Dr. Milton Wolf and the medical practice he works for received more than $1.4 million in 2012 and 2013 in reimbursements from the very government-run health care programs that he criticizes in his campaign, according to Medicare and Medicaid billing records.

Wolf, a radiologist based in Johnson County, is also a Tea Party-backed candidate in the upcoming Republican primary for U.S. Senate, where he hopes to unseat incumbent Sen. Pat Roberts.

Wolf, also a distant cousin of President Barack Obama, has made opposition to the Affordable Care Act, as well as other forms of government-sponsored health insurance, a centerpiece of his campaign. Last year, before formally announcing his candidacy, Wolf published a book titled “First Do No Harm: The President’s Cousin Explains Why His Hippocratic Oath Requires Him to Oppose ObamaCare.”

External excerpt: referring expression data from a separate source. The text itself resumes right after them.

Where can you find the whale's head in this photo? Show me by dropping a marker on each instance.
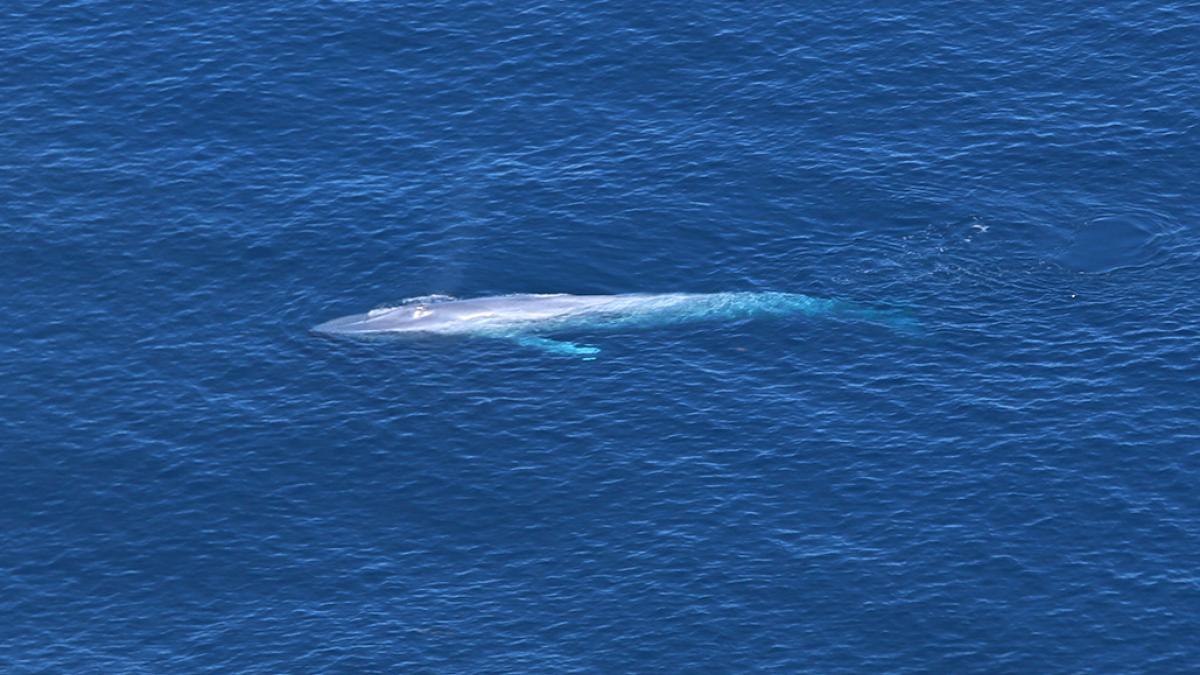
(405, 318)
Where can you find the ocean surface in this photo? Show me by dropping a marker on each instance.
(193, 482)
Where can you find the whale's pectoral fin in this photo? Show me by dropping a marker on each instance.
(558, 346)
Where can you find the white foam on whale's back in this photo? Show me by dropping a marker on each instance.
(407, 302)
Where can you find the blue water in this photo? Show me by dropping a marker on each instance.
(193, 482)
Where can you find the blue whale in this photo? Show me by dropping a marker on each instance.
(529, 318)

In that book, Wolf is highly critical of all forms of government intervention in the health care marketplace, including Medicare, the federal health insurance program for the elderly. Of Medicare, he writes:

“New layers of bureaucracy and taxes were established to administer the program and coerce compliance. Patients and providers who wished to
maintain their freedom from this
government coercion faced even higher
taxes and other financial penalties,
which overall had the confounding
effect of increasing private
health care costs and decreasing the
ability of many patients to afford
it. This created a vicious circle of swelling rolls of government dependents and fewer people left to pay the bills.”

According to Medicare data made public last week, Wolf personally received $101,001 in reimbursements from Medicare in 2012.

Additional records for both Wolf and his medical practice, Alliance Radiology, that would also cover 2013 have not been made public, despite a Freedom of Information Act request filed by the Journal-World in February.

Congress established Medicare in 1966 as part of President Lyndon B. Johnson’s “Great Society” initiative. Within the same bill was another provision establishing Medicaid, a joint state-federal health insurance program for the poor and disabled.

Wolf and Alliance Radiology have also received substantial reimbursements from Medicaid in both Kansas and Missouri.

During 2012 and 2013, the Missouri Medicaid system paid $1.374 million to Alliance Radiology, which is based in Shawnee, while it paid Wolf himself $1,447.54.

Over the same period, the Kansas Medicaid system paid Alliance Radiology $165,631.29, according to officials at the Kansas Department of Health and Environment. Wolf himself did not receive any reimbursements from Kansas Medicaid.

Wolf’s campaign did not respond to phone and email requests for comment on the reimbursement records.